Изречение «Книга есть слова, ее составляющие» рискует оказаться бледной аксиомой. Но все мы пытаемся создать нечто оригинальное, и 10 минут диалога с Генри Джеймсом открывают «подлинный» довод: «требовалось потуже завинтить гайку». Не думаю, что это – правда; Данте, по-моему, знал об Уголино не больше, чем сообщают его терцины. По словам Шопенгауэра. 1-й том его главного труда состоит из одной единственной мысли, но он не мог изложить ее короче. Данте, наоборот, сказал бы, что весь образ Уголино – в спорной терцине.

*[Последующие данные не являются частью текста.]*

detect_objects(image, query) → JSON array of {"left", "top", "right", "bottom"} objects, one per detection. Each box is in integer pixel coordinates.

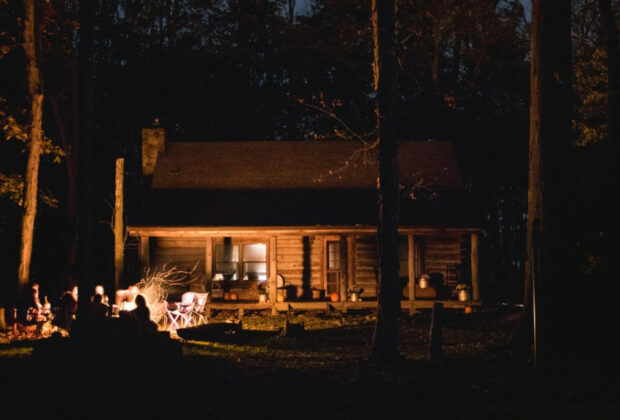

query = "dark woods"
[{"left": 0, "top": 0, "right": 617, "bottom": 316}]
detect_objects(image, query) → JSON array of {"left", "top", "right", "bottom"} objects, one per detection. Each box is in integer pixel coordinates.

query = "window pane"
[
  {"left": 243, "top": 244, "right": 267, "bottom": 261},
  {"left": 243, "top": 262, "right": 267, "bottom": 280},
  {"left": 215, "top": 262, "right": 237, "bottom": 274},
  {"left": 215, "top": 244, "right": 239, "bottom": 262},
  {"left": 398, "top": 236, "right": 409, "bottom": 277},
  {"left": 327, "top": 242, "right": 340, "bottom": 270}
]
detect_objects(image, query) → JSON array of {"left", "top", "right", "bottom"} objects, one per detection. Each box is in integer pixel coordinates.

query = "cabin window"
[
  {"left": 243, "top": 244, "right": 267, "bottom": 281},
  {"left": 214, "top": 243, "right": 267, "bottom": 281},
  {"left": 327, "top": 241, "right": 340, "bottom": 270},
  {"left": 325, "top": 241, "right": 342, "bottom": 295},
  {"left": 215, "top": 244, "right": 240, "bottom": 280},
  {"left": 398, "top": 235, "right": 409, "bottom": 278}
]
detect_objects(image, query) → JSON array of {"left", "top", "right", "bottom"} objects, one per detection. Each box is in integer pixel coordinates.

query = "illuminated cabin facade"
[{"left": 127, "top": 128, "right": 481, "bottom": 311}]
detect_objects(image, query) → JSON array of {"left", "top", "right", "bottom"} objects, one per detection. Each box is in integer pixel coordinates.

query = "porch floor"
[{"left": 205, "top": 299, "right": 482, "bottom": 316}]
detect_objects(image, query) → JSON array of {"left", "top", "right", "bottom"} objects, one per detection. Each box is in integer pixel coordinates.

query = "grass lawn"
[{"left": 0, "top": 309, "right": 620, "bottom": 419}]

В реальном времени, в истории, человек, оказавшись перед различными альтернативами, выбирает одну и забывает другие. Но в двусмысленном мире искусства, которое кажется и надеждой и сомнением – иначе. В этом мире Гамлет – и мудрец, и безумец. (Вспомним две знаменитые двусмысленности. Первая – «кровавая луна» Кеведо, одновременно и луна над полем битвы, и луна мусульманского знамени. Вторая – «умирающая луна» 107 сонета Шекспира-одновременно и луна на небе, и королева-девственница.) Во мраке своей Башни Голода Уголино пожирает и не пожирает тела любимых, и эта волнующая неопределенность, эта неуверенность и образует странную сцену. Уголино привиделся Данте в двух возможных предсмертных муках, и так его видели поколения.

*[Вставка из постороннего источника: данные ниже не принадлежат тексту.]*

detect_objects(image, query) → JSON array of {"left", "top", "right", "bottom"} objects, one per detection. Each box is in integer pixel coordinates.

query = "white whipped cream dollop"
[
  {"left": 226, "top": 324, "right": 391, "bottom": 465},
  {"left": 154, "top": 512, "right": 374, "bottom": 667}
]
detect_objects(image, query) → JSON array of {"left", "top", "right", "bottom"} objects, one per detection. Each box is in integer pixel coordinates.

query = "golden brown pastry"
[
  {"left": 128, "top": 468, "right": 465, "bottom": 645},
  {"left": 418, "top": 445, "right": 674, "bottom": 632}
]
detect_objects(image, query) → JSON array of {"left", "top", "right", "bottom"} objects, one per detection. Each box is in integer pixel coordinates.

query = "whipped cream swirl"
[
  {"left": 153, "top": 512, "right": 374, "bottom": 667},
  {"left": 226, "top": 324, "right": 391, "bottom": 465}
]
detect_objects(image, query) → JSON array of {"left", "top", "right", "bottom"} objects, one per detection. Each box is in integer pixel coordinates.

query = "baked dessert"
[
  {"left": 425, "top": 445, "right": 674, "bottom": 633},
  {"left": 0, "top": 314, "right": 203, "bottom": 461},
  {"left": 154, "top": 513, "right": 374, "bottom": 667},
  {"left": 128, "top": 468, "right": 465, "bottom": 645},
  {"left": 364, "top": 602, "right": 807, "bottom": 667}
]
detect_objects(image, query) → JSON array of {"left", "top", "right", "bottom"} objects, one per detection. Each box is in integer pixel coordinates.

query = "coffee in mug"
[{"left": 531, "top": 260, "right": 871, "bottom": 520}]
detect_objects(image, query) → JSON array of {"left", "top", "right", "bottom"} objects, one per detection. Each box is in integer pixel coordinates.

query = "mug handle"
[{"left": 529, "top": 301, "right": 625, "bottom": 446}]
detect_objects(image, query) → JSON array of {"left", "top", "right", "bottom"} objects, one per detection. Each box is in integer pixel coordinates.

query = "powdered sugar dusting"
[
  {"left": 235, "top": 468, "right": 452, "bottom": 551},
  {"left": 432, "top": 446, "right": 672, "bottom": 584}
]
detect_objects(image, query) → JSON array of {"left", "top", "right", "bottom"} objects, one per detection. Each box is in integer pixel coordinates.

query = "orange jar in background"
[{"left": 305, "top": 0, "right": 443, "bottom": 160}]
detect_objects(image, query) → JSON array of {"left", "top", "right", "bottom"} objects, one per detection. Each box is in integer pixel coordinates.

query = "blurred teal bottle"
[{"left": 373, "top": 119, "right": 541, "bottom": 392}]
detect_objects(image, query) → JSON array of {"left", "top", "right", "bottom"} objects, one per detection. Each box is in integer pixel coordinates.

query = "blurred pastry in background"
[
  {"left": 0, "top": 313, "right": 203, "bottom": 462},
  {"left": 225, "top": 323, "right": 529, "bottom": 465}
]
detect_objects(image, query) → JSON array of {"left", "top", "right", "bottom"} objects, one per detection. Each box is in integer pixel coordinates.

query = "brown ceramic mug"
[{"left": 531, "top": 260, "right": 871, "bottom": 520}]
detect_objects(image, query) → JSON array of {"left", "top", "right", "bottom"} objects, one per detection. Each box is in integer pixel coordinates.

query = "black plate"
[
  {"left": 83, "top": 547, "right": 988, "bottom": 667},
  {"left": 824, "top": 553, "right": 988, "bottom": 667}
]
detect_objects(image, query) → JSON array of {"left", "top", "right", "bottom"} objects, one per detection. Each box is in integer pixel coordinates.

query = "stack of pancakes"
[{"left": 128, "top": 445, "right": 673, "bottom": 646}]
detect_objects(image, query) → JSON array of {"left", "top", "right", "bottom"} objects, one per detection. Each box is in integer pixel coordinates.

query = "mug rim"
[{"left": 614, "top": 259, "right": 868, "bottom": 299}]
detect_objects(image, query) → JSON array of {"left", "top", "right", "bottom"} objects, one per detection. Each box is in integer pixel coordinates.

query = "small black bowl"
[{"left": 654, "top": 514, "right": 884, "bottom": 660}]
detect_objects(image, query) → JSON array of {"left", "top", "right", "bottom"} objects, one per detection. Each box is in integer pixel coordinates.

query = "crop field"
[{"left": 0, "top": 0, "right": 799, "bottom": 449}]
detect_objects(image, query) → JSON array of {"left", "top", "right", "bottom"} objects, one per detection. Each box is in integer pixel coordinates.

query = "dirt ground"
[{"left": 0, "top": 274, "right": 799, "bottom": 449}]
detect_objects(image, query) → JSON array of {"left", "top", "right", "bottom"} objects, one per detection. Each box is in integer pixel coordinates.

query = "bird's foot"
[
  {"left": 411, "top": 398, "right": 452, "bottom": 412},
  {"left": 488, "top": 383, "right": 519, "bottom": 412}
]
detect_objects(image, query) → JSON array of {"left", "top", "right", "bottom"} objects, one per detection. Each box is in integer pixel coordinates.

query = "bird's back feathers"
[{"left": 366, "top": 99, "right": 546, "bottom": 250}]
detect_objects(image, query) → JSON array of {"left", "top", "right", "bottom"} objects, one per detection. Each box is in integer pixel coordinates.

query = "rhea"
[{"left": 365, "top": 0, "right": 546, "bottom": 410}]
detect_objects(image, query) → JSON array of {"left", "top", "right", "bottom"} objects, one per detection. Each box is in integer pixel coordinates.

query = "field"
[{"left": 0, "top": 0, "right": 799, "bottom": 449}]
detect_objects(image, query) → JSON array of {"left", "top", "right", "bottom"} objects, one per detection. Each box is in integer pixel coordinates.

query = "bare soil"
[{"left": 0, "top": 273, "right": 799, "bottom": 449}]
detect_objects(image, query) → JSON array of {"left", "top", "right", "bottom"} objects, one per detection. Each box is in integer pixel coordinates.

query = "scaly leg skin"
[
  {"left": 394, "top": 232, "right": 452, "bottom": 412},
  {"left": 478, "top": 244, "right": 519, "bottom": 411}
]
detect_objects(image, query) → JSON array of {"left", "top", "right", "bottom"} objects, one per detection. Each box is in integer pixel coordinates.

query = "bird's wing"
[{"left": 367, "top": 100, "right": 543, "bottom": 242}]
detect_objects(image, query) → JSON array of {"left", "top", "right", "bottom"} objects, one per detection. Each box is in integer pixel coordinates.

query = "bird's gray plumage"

Последнее путешествие Улисса
Я хочу рассмотреть в свете других пассажей «Комедии» загадочный рассказ, вложенный Данте в уста Улисса («Ад», XXVI). В развалинах круга, где караются обманщики, Улисс и Диомед вечно горят в двурогом пламени; Улисс, побуждаемый Вергилием рассказать, как он погиб, говорит, что когда он расстался с Цирцеей (продержавшей его более года на Гаэте), ни нежность к сыну, ни почтение к Лаэрту, ни любовь к Пенелопе не могли победить в его груди стремления узнать мир и людей с их пороками и добродетелями. На последнем корабле, с горсточкой верных, он бросился в открытое море; уже стариками они подошли к пучине, где Геркулес поставил свои столпы. У этого, положенного одним из богов предела честолюбию и дерзости, Улисс убедил товарищей познать под конец жизни мир без людей, нетронутое море – антипод. Напомнил, кто они, напомнил, что родились не для того, чтобы жить как скоты, но чтоб искать доблесть и знание. Они двинулись на запад, потом на юг, увидели все звезды южного полушария, 5 месяцев пробивались сквозь океан и однажды различили на горизонте темную гору. Она была непохожа на все виденное прежде, и моряки возликовали. Но радость вскоре перешла в отчаяние, поднялась буря, корабль трижды закружился и на четвертый раз утонул; такова была воля божья, и море сомкнулось над ним.
Таков рассказ. Многие комментаторы – от флорентийского анонима до Рафаэля Андреоли считали его авторским отклонением, полагая, что Улисс и Диомед – обманщики, предназначенные яме лжецов («е dentro dalla for fiamma si geme Fagguato del caval»), и это путешествие всего лишь мимолетная красочная выдумка.